ASTROLOGY ANYONE?



 

My own parents were ambivalent about astrological veracity but even a Yale education could not quite take childhood faiths away from my father. We all had horoscopes done by (he claimed) India’s finest predictor 


By Goolbai Gunasekara


“The fault, dear Brutus, is not in our stars but in ourselves” said Caesar – or rather said Shakespeare in the Tragedy “Julius Caesar”. Those of my generation (several decades ago) quoted him when trying to explain why the most recent prediction of the family soothsayer had gone totally wonky. ‘Julius Caesar’ had been the O/Level Literature text for many years so at least two generations of Sri Lankans, including my Dearly  Beloved, could quote from the play at family gatherings giving my admiring parents and others the completely erroneous impression of being well versed in the Classics.

Yet Shakespeare did not really influence some parents who consulted astrologers on a weekly basis. Doing so was problematic. There were no mobiles when my friends and I were at school to give astrological believers the instant hotline to the all –knowing-one, and the astrologer himself probably had nothing so modern in his house as even a land phone. Ergo, one made the visit, personally, to distant areas that often took up to 2 hours in the family car. Very few of these star gazers lived in convenient urban settings.

My own parents were ambivalent about astrological veracity but even a Yale education could not quite take childhood faiths away from my father. We all had horoscopes done by (he claimed) India’s finest predictor. When my rambunctious sister was being particularly rambunctious he would say angrily, “Even your horoscope says you would be a thoroughly annoying child.”Su tossed her pretty head and carried on as usual.

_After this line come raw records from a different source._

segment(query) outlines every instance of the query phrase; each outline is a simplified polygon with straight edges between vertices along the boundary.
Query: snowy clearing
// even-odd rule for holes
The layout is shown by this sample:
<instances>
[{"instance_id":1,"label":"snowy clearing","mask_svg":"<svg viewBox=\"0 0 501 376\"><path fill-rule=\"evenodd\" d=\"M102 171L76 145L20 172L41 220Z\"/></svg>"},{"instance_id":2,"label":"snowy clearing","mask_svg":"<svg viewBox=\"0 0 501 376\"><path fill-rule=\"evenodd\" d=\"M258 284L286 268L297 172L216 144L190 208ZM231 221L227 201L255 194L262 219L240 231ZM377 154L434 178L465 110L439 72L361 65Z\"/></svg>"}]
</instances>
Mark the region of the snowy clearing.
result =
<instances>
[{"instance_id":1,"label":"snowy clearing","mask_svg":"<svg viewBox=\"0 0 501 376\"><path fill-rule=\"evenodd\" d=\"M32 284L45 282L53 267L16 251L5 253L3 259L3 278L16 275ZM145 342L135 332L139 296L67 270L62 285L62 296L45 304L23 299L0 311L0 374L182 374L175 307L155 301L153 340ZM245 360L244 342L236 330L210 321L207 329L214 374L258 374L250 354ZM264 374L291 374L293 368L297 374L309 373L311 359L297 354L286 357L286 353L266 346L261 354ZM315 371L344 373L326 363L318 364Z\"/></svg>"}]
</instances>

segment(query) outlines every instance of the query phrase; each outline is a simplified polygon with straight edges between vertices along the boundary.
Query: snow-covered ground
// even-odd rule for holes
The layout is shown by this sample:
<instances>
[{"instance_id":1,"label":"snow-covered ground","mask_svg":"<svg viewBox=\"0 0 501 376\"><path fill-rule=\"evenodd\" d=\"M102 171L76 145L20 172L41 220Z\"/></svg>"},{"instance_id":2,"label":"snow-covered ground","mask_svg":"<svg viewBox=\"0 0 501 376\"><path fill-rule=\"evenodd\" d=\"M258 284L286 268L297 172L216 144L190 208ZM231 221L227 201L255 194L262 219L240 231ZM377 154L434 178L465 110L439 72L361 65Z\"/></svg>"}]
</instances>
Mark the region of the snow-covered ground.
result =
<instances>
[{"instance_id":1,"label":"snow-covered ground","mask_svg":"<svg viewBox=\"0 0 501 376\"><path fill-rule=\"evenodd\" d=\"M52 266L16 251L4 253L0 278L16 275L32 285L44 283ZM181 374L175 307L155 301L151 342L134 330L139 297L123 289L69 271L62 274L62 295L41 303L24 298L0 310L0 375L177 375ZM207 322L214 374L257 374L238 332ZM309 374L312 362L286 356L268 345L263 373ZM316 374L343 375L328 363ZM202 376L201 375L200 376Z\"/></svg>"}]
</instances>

He would turn to me and say a trifle accusingly, “YOUR horoscope says you will marry twice”. I was enchanted. Obviously a life of excitement and thrills lay before me in the romance department. Alas, not so. I celebrated my 67th wedding anniversary shortly before my husband passed away and I wish my sire  was alive so that I could tell him we cheated a supposed expert from India no less.

My Ambassador father- in- law was a distinguished figure and a mightily popular one on the Diplomatic circles of the UK, France and Australia, not only for his Bridge playing expertise but also for the completely false image he cheerfully projected of being a great palm reader. It came about accidentally. Coming from Sri Lanka he knew the astrological blurb.

Holding the hand of the beautiful Finnish ambassador’s wife he pretended he was versed in astrology. The following conversation took place one evening overheard by my mother -in- law who wore a bland expression and wondered why it was so easy to weave an aura of the mystic East round gullible Westerners.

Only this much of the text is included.